Journal 1/28

I felt that the Radicalesbians article did a good job of making the term lesbian something which all women can identify with, a way all women in the movement can find common ground as part of the lesbian continuum. However, it seemed to me that the movement used lesbians and their personal experience of sexuality as a political tool. I know that prior to this era of sexual liberation, it was next to impossible for lesbians to express their sexuality. The movement made it not only OK, it celebrated lesbianism because of women's' ability to reject the socially constructed sex roles which depended on male supremacy. In spite of this, I feel that a woman's sexuality, or anyone else's, is a personal and private experience constructed of the love, lust, and passion that one feels for their lover/lovers, not a political issue completely open to be analyzed, debated, and used as a gauge of feminism and rebellion against male supremacy. I suppose this is an example of the way that radical feminists made the "personal political" yet I feel that it is part of the human experience and should be kept a personal, sensual issue rather than a tool for the argument of the radical movement.
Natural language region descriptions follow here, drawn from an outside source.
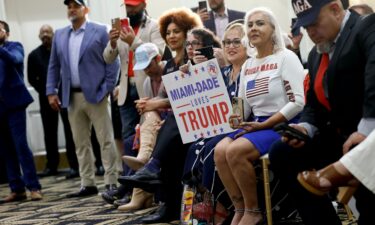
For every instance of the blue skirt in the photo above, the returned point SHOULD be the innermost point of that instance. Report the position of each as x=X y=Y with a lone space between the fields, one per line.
x=261 y=139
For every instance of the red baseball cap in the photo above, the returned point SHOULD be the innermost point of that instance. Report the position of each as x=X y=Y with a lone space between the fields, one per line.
x=134 y=2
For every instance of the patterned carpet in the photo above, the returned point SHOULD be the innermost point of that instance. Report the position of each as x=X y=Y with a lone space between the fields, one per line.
x=56 y=209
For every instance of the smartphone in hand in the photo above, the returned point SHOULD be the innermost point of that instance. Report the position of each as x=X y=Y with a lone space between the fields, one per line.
x=208 y=52
x=285 y=130
x=297 y=31
x=202 y=5
x=116 y=24
x=237 y=106
x=125 y=23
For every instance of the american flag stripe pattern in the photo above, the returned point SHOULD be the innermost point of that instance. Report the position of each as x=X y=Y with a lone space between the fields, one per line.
x=257 y=87
x=289 y=91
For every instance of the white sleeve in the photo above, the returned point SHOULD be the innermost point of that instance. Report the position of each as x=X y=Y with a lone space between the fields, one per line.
x=242 y=92
x=293 y=75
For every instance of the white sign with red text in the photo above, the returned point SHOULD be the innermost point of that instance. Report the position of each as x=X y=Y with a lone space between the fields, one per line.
x=200 y=101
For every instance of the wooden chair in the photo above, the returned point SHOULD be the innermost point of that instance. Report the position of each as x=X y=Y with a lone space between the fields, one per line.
x=267 y=190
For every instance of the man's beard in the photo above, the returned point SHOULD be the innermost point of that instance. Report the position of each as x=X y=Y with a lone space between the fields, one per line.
x=136 y=19
x=324 y=47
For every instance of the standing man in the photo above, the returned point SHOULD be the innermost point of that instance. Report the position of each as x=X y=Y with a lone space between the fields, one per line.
x=123 y=43
x=340 y=104
x=37 y=68
x=14 y=98
x=77 y=62
x=218 y=17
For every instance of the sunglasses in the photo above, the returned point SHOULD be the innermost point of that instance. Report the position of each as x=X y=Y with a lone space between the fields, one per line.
x=235 y=42
x=193 y=43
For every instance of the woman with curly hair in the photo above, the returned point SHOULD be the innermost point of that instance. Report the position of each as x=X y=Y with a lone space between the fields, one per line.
x=166 y=165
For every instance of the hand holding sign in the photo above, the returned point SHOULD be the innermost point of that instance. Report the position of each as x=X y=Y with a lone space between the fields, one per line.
x=199 y=100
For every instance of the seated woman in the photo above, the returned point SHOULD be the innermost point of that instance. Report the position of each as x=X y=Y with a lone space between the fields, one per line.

I do agree with the statements made in regards to the fact that homosexuality would be completely irrelevant if we did not live in a society marked by such rigid sex roles. It is said that sex roles dehumanize women in relation to the dominating male, yet I feel that this is an example of how this article is somewhat dated compared to the view of sex roles in today's society. The article says that the difference between lesbianism and women's heterosexuality is that in this society what it means to be a woman is getting fucked by men. I feel that feminists especially should have enough faith in the strength and assertiveness of one another to realize that we are not all seeing ourselves and our sex roles in relation to men. I am going to have to disagree with this because I enjoy sex thoroughly and I refuse to feel guilty if I want to sleep with a guy because I don't think this makes me a weak person or any less of a feminist. I'd like to know that whether I love sex with men or women is my personal choice, and something that I can enjoy (hopefully) rather than a reflection of political convictions which others may project upon my choice. I hope that I am a strong enough person to be able to transcend society's sex roles and retain my own identity, and I would hope that other women would be able to respect that.